Existen personas en nuestras vidas que nos hacen felices por el simple hecho de haberse cruzado en nuestro camino...
Un hombre tenía un hijo. Por determinados motivos se vio obligado a viajar
y tuvo que dejar a su hijo en casa.
Unos bandoleros aprovecharon la ausencia del padre para entrar en la casa, robar,
destrozarlo todo y llevarse al joven con ellos. Después incendiaron la casa.
Al tiempo volvió el padre y se encontró la casa quemada. Buscó entre los restos
y encontró unos huesos, que creyó que eran los de su hijo quemado.
Introdujo los huesos en un saquito que ató a su cuello.
Llevaba el de huesos junto a su pecho. Jamás se separaba del saquito,
al que abrazaba con entrañable afecto, convencido de que aquéllos eran los restos del muchacho.
Pero el hijo consiguió huir de los bandoleros
y llegó hasta la puerta de la casa en la que viviera ahora su padre.
Llamó a la puerta. El padre, abrazado a su saquito de huesos, preguntó:
-¿Quién es?
-Soy tu hijo -repuso el muchacho.
-No, no puedes ser mi hijo. Vete. Mi hijo ha muerto.
-No, padre, soy tu hijo. Conseguí escapar de los bandoleros.
El padre aprisionó aún más el saquito de huesos contra sí.
-He dicho que te vayas, ¿me oyes?
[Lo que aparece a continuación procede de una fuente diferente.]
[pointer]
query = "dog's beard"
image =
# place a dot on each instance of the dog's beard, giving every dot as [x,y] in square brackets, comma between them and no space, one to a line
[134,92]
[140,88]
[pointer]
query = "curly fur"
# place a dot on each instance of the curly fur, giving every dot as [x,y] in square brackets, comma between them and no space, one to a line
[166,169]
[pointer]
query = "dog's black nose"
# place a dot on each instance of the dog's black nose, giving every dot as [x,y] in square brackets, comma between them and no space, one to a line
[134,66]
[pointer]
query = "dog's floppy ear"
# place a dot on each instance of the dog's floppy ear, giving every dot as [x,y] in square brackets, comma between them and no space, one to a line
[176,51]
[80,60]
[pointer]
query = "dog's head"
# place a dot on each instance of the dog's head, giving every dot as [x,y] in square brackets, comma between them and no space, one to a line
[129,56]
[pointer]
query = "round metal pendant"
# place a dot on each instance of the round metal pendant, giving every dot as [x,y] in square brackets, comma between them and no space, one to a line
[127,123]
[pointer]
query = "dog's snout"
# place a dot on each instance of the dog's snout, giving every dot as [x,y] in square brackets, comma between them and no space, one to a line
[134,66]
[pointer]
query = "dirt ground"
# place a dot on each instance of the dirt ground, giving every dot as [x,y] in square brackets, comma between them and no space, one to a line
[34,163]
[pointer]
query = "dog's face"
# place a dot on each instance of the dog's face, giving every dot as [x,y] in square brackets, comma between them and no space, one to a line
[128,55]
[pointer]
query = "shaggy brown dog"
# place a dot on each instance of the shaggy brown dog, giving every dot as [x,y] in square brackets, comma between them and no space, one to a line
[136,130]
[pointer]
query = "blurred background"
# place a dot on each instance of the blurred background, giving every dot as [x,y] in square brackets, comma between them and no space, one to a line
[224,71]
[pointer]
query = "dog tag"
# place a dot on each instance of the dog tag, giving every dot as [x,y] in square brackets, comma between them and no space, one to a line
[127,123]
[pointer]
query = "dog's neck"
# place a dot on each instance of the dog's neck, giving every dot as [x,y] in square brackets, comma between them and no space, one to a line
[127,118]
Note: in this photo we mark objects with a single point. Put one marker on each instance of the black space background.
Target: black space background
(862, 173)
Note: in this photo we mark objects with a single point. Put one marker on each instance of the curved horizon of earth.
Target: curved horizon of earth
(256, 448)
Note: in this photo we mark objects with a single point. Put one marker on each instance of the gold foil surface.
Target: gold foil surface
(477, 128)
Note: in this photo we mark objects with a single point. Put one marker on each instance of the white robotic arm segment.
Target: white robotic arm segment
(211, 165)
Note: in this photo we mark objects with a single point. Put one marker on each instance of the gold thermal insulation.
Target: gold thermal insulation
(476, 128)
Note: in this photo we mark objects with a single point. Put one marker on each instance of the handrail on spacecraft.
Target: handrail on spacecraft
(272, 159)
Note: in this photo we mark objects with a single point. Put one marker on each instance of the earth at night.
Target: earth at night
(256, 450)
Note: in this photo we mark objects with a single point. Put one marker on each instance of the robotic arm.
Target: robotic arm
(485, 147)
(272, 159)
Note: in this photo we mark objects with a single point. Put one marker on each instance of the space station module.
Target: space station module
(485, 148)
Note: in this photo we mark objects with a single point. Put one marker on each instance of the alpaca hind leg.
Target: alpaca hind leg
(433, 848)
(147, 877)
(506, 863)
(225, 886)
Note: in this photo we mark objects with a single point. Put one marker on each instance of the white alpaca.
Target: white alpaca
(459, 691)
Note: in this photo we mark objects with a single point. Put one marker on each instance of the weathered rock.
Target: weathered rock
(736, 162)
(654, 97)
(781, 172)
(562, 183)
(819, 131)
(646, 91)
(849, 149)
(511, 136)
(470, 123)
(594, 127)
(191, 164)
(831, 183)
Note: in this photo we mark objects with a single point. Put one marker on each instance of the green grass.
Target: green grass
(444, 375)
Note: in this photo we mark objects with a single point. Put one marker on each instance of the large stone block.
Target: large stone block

Mi hijo está conmigo.
-Padre, escúchame: soy yo.
Pero el hombre seguía replicando:
-¡Vete, vete! Mi hijo murió y está conmigo.
Y no dejaba de abrazar el saquito de huesos. En su apego por lo irreal e ilusorio,
el ser humano procede como ese padre, y se niega a ver la Realidad y la Sabiduría.